Haven't really addressed much
Tomorrow I'm supposed to review my treatment plan with my therapist. I've had my copy of the thing sitting in my inbox since she gave it to me because I felt there were things we needed to discuss about it and I tried bringing some of those things up in our early sessions, but we never really got anywhere with them. Now after reviewing what was on the plan I can honestly say that, after six months, we haven't really addressed much.

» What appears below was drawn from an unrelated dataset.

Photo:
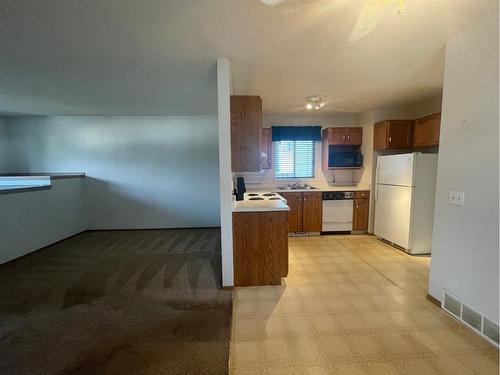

I did finally confess to her last week that I had gone off all my meds, but that I have also since gone back on all of them. I feel like shit on or off them and at this point I'm too damn confused as to what to do, so I'll just stay on them until I see my pdoc next month. My head feels foggy and my memory problems are much worse while taking them, but they've already done so much damage, I don't think I'll ever be able to function at the mental capacity I once did, so what difference does it make if I keep taking them.
There is so much on my calendar this week and next week, and I'm not really looking forward to any of it. We have a NAMI fundraiser coming up next weekend that we have to put the finishing touches on this week, plus I have to clean my house because a friend of mine is coming out to help with the fundraiser and will be staying with me. Then the following week I have to help my daughter move home for the summer. I wish there was some way to do an I Dream of Jeannie, just blink and have it all be done. I have very little physical energy and no mental energy to do any of this.